Em seu novo livro, “Flowers Of Fire”, a jornalista sul-coreana Hawon Jung analisa o recente desenvolvimento dos movimentos feministas. Quando perguntada a respeito do que ela acha que o 4B pode alcançar, Jung aponta para uma citação no seu livro de Lee Na-Young, professora de sociologia na Universidade Chung-Ang de Seul. “As normas patriarcais na Coreia do Sul, dada a sua situação econômica e o nível educacional das suas mulheres, são tão implacáveis que a resistência contra elas tende a ser igualmente intensa”, diz Na-Young. “Movimentos como o 4B são uma mensagem de alerta de que as mulheres boicotariam os relacionamentos românticos, a menos que a sociedade e os homens mudem.”

O movimento 4B desafia não apenas a estrutura patriarcal, mas também questiona a ideia convencional do que é esperado das mulheres em termos de casamento, maternidade, relacionamentos e até mesmo expressão pessoal. Sua abordagem radical em rejeitar relacionamentos românticos e sexuais heterossexuais como uma forma de protesto contra a dominação masculina é uma faceta que reflete a intensidade da busca por mudanças estruturais na sociedade sul-coreana.

Em certa medida, o movimento é também um reflexo da insatisfação com os movimentos feministas atuantes no território coreano nas décadas de 1990 e 2000, que dispensaram tempo e recursos em investidas legislativas que surtiram pouco efeito na vivência cotidiana das mulheres sul-coreanas. Os avanços propagados pelos governos de Kim Dae Jung e Roh Moo Hyun, responsáveis por uma institucionalização do feminismo nas instâncias governamentais sul-coreanas, mostraram-se extremamente limitados às conjunturas econômicas e sociais. Na mesma época, a ideia de “família normal”, baseada numa concepção patriarcal e heteronormativa de família, foi amplamente divulgada no país e “sequestrou” os debates públicos a respeito do lugar da mulher na sociedade sul-coreana.

Dessa forma, o movimento destaca a importância da autossuficiência e da autonomia das mulheres, incentivando-as a se concentrarem em suas próprias vidas, objetivos e desenvolvimento pessoal em vez de se submeterem a normas de gênero estabelecidas. Isso não apenas desafia as expectativas sociais, mas também visa redefinir a liberdade feminina de uma maneira que desvincula sua identidade e valor do contexto tradicionalmente definido pelo casamento e pela maternidade.
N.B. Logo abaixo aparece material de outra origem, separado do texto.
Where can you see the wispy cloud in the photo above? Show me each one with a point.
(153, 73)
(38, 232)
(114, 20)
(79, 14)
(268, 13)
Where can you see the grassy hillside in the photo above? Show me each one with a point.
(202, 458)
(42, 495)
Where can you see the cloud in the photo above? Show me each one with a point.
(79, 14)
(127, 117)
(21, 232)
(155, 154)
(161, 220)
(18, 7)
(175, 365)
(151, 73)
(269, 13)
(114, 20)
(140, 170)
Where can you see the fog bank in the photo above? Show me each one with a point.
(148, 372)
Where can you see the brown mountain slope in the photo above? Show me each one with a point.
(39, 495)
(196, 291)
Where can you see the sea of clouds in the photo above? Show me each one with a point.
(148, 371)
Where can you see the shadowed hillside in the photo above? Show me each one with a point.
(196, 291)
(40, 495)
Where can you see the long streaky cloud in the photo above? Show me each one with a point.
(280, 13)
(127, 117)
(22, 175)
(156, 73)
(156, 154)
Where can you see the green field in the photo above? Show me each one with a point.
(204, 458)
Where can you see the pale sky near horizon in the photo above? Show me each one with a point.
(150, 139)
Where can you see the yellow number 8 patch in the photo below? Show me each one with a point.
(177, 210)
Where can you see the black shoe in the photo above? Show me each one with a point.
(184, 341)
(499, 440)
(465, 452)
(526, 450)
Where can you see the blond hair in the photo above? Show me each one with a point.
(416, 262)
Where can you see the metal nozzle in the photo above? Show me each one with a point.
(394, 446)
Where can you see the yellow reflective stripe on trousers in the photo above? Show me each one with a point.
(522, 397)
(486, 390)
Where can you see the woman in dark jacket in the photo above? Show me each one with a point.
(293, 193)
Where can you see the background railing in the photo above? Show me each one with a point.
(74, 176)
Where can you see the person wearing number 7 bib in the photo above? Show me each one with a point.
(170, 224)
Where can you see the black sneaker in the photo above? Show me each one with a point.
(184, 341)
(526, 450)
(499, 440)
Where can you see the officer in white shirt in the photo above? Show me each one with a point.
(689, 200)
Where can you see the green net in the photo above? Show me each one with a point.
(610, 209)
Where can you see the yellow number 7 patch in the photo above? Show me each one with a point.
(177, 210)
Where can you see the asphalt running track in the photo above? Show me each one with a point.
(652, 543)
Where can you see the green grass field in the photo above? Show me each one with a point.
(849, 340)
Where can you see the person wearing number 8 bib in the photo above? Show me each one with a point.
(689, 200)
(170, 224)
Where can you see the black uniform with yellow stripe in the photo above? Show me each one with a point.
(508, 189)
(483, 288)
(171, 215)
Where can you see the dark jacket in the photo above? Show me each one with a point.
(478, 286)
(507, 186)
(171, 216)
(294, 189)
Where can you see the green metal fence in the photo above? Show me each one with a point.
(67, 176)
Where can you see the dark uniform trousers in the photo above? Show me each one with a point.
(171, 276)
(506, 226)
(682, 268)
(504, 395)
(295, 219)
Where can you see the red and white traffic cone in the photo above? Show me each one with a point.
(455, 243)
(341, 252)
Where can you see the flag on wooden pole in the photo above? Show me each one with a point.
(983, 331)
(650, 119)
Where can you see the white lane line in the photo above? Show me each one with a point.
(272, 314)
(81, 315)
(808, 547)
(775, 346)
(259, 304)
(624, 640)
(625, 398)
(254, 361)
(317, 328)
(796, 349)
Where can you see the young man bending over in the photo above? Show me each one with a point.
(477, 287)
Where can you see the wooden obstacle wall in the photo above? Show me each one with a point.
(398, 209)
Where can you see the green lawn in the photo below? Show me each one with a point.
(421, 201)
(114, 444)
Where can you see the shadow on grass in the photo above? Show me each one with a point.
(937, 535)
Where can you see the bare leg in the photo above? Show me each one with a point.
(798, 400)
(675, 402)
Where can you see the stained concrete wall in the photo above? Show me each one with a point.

Essa abordagem radical e desafiadora tem gerado debates intensos na sociedade sul-coreana e recebeu tanto apoio entusiástico quanto críticas fervorosas. É um movimento que continua a evoluir, provocando discussões significativas sobre identidade de gênero, direitos das mulheres e o futuro da sociedade sul-coreana.


REFERÊNCIAS BIBLIOGRÁFICAS

COATES, S. South Korea’s Feminist 4B Movement: An Explainer. 2023. Service95. Disponível em: https://www.service95.com/4b-movement-explainer/

KIM, S; KIM, K. Gender mainstreaming and the institutionalization of the women’s movement in South Korea. Women’s Studies International Forum, v. 34, n. 5, p. 390-400, set. 2011. DOI: 10.1016/j.wsif.2011.05.004.

LEE, J; JEONG, E. The 4B movement: envisioning a feminist future with/in a non-reproductive future in Korea. Journal of Gender Studies, v. 30, n. 5, p. 633-644, 2021. DOI: 10.1080/09589236.2021.1929097.